= Nakayama Tadachika =

Japanese noble and writer during era of power shift

Nakayama Tadachika (中山 忠親) was a Japanese court noble and writer during the late Heian and early Kamakura period and a member of the influential Fujiwara family. His works are valuable historical documents describing a pivotal period in Japanese history when power shifted from aristocratic families at the Heian court to regional military rulers such as daimyōs and shōguns.

==Family==
He was the third son of Fujiwara no Tadamune (藤原忠宗), member of the Kasannoin family who were direct descendants of the Hokke branch of the Fujiwara clan.

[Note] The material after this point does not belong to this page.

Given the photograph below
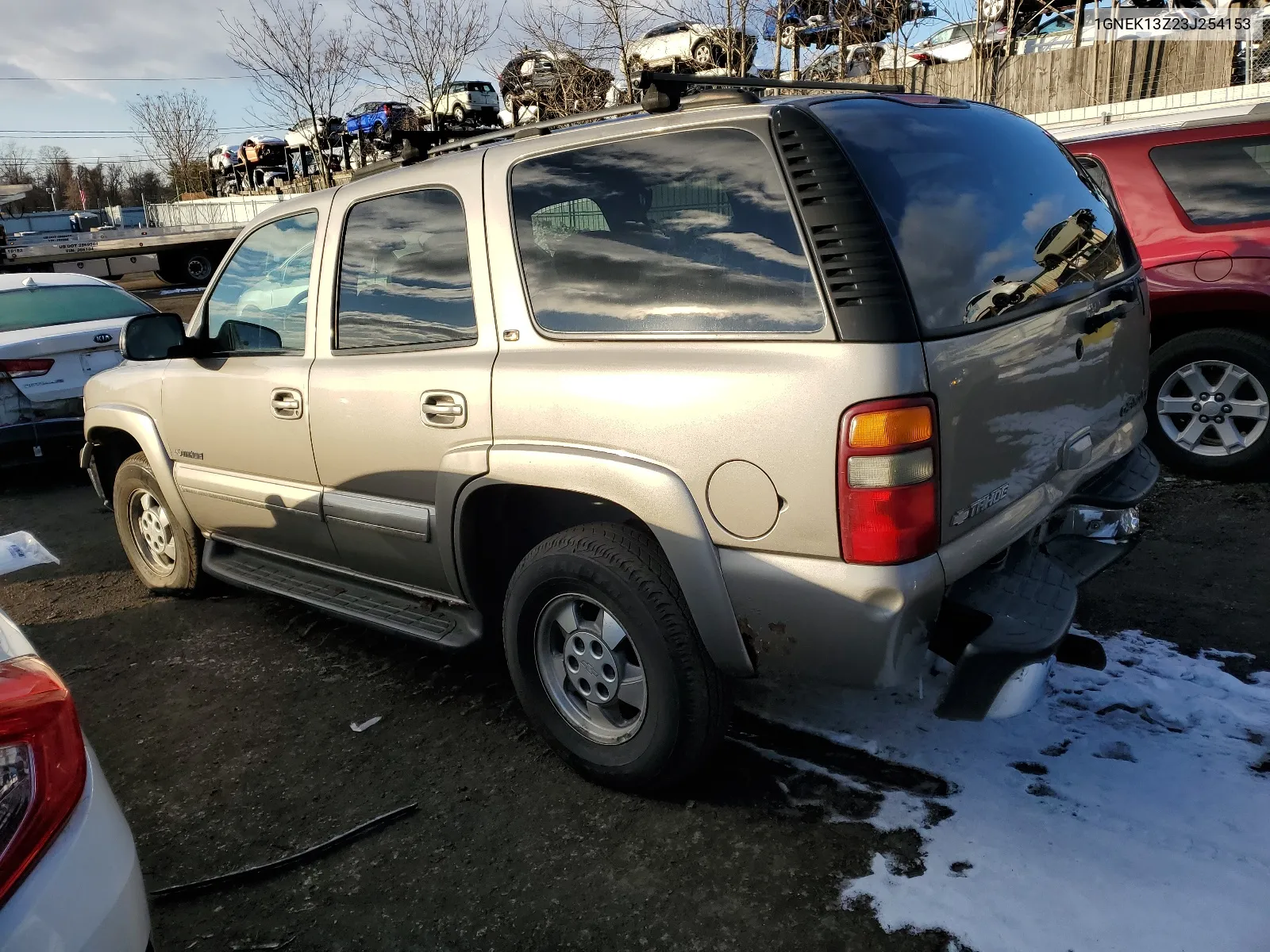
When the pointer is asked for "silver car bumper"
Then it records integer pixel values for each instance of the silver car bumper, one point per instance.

His mother was a daughter of Fujiwara no Ieyasu (藤原家保). Living the last years of his life in Nakayama, in the Eastern part of the capital at Heian-kyō (Kyoto), he took the name Nakayama Naidaijin (中山内大臣). Nakayama Tadachika is the founder of the Nakayama family.

==Political career==
He made a career as lieutenant general of the imperial guards, became Head Chamberlain (kurōdo no tō) and in 1164 was appointed as associate counselor (Sangi) at the Imperial court. During the heyday of the Taira, he was appointed Provisional Master (Gon-no-daibu) of Empress Dowager Kenrei's (Taira no Tokuko) household and to Master (Daibu) of her son's, Crown Prince Tokihito (later Emperor Antoku), household. Despite loss of his office and rank shortly after the downfall of the Taira (1185), he was appointed to Dainagon and later, in 1191, to Inner Minister (Naidaijin), senior second rank, just below the Minister of the Left (Sadaijin) and Minister of the Right (Udaijin).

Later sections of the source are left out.